In Scottish art-house director Lynne Ramsay’s moody psychodrama Die, My Love, Lawrence’s character Grace is left alone to look after her newborn in a ramshackle house in the remote woods of Montana while her husband Jackson (Robert Pattinson) goes off to work.
“As a mother, it was really hard to separate what I would do as opposed to what she would do,” Lawrence said in a press conference on the eve of the film’s premiere at the Cannes film festival. ‘And it was just heartbreaking.”
The Hunger Games star, who gave birth to her first child in 2022 and was five months pregnant with her second when filming began on Die, My Love in 2024, said “there’s not really anything like postpartum … it’s extremely isolating. The truth is extreme anxiety and extreme depression is isolating no matter where you are. You feel like an alien.”

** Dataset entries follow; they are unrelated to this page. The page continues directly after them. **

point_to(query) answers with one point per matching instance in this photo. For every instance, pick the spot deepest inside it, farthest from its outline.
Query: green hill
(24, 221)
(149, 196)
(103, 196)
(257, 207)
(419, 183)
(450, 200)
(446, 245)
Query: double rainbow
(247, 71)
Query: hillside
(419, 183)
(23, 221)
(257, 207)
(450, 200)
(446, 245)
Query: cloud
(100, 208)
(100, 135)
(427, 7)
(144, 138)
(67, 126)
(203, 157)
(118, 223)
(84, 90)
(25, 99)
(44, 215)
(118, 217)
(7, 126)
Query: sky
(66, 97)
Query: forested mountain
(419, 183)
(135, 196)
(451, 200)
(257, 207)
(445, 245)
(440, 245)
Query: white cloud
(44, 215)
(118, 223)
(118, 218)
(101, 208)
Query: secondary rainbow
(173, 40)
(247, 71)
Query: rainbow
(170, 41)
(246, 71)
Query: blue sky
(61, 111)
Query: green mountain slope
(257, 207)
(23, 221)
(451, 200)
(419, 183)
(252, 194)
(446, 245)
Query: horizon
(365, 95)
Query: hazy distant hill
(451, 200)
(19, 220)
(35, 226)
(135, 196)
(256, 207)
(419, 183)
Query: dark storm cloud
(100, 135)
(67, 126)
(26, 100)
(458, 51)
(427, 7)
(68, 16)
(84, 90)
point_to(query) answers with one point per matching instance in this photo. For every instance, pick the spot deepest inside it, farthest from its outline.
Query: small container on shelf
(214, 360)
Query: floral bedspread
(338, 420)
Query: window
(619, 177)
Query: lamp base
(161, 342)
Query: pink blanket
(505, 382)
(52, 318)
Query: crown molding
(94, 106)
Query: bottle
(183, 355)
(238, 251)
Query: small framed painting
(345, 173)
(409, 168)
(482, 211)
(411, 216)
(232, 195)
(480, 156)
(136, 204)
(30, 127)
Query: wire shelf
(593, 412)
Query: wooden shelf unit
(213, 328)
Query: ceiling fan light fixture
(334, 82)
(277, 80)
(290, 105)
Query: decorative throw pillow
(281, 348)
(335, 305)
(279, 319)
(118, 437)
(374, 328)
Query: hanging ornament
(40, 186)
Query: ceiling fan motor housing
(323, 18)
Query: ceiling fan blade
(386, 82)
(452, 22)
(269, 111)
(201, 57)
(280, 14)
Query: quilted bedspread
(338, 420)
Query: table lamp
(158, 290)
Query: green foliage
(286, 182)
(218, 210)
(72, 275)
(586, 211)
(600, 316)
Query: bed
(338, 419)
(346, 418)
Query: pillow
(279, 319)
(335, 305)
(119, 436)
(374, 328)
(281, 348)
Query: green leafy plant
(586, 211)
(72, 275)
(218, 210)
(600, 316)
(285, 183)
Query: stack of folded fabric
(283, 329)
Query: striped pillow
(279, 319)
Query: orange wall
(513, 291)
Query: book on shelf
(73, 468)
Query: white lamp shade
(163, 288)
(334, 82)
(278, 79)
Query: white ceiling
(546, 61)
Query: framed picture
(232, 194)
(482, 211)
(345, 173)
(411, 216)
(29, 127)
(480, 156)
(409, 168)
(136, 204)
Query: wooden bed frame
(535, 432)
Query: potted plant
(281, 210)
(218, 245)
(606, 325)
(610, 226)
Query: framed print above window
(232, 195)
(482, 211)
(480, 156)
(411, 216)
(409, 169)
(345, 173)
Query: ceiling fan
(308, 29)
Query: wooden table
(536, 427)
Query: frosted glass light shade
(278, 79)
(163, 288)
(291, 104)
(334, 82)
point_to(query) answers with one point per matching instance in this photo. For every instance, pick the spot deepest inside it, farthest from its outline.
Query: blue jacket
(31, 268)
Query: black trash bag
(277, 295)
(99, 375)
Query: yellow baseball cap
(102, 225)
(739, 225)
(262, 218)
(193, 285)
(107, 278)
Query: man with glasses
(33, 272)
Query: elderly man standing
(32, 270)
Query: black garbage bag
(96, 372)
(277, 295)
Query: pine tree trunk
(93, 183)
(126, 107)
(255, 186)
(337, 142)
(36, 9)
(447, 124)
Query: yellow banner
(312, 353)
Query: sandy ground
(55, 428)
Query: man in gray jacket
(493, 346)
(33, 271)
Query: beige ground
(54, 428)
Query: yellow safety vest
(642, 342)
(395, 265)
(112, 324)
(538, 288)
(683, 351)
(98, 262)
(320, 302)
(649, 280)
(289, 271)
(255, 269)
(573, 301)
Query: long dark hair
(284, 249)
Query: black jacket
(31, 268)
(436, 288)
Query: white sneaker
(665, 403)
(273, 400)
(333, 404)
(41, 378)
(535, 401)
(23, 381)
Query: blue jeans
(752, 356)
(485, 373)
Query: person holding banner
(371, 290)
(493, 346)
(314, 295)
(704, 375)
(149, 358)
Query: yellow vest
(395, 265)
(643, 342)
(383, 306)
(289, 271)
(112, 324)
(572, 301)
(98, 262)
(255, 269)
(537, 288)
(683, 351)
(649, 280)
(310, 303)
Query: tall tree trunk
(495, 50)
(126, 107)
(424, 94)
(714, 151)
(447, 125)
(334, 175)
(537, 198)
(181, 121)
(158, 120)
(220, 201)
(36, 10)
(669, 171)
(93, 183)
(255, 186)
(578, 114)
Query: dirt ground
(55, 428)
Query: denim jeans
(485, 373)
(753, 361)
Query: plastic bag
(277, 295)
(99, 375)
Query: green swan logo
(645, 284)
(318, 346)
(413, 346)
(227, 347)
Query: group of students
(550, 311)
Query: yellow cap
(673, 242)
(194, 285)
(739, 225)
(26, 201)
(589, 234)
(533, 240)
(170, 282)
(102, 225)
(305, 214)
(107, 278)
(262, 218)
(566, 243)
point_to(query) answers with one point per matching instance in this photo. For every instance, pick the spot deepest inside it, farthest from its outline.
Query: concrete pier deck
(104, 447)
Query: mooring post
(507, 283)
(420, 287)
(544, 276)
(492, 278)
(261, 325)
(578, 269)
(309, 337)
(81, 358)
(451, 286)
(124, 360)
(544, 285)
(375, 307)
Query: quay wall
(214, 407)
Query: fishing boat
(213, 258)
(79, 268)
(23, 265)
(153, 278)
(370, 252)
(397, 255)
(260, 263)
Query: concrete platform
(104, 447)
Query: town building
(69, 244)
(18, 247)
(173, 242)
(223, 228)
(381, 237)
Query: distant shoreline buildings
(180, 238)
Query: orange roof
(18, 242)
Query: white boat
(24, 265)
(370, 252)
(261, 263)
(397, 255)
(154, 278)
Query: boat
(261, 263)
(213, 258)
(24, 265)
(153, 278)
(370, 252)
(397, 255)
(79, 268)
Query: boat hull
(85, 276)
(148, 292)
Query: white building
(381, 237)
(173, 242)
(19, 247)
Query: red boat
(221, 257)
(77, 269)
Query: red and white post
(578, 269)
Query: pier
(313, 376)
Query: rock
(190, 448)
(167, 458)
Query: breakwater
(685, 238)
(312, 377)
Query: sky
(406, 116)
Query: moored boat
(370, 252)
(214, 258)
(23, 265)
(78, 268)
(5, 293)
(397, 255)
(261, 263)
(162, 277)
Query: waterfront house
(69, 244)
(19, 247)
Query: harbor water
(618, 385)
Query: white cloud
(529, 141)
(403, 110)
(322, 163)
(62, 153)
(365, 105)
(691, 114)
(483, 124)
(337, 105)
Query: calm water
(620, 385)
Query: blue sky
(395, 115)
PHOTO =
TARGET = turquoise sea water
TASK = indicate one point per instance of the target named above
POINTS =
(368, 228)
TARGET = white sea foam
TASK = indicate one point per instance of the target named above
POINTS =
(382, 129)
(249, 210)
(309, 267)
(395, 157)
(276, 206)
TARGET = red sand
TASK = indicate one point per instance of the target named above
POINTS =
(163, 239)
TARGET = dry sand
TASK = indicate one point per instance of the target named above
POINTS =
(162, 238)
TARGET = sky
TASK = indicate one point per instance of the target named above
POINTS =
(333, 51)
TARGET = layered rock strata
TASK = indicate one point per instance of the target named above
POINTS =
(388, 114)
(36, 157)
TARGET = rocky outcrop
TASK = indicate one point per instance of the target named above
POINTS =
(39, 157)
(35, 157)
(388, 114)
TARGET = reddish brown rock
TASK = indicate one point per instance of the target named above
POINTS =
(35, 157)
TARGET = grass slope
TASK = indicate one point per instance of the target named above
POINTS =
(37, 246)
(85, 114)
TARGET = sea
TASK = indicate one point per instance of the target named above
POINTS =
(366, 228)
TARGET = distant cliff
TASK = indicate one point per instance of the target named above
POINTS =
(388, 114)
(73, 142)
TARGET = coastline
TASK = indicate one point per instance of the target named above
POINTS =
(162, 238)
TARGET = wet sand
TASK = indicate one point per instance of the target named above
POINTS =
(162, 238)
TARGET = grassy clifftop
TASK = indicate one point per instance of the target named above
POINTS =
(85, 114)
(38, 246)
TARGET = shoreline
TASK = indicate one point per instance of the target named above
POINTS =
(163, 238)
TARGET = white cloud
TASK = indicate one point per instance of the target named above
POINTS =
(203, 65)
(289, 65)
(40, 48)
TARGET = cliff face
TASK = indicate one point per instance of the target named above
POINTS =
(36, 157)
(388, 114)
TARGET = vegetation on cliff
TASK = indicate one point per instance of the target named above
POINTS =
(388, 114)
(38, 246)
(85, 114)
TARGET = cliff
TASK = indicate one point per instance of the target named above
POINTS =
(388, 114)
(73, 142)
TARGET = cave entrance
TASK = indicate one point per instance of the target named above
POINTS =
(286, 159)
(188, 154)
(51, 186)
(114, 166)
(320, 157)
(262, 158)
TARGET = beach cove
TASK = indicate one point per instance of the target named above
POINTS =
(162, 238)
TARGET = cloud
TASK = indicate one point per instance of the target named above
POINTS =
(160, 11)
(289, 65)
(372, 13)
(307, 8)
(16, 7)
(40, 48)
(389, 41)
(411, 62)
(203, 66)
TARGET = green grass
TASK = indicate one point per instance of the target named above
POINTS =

Die, My Love is based on Argentine writer Ariana Harwicz’s novel of the same name. It is Ramsay’s second film to explore the darker sides of motherhood, after her critically acclaimed 2011 feature We Need to Talk about Kevin, based on Lionel Shriver’s novel.
Batman star Pattinson, who became a father in 2024, said he was usually drawn to more abrasive characters than Jackson, but that the character’s struggles while coping with a partner’s mental health issues resonated with him.
“Especially in postpartum, trying to deal with her isolation and trying to figure out your heart and your role in the relationship, it’s incredibly difficult, especially if you don’t have the vernacular,” Pattinson said in Cannes. “He’s not a mental health professional. He’s just hoping that the relationship will go back to what it was.”
Contrary to the swirling horror of early motherhood portrayed in the film, Lawrence insisted having children had made her a better actor. “I didn’t know that I could feel so much,” she said. “My job has a lot to do with emotion … and they’ve changed me creatively. I highly recommend having kids if you want to be an actor.”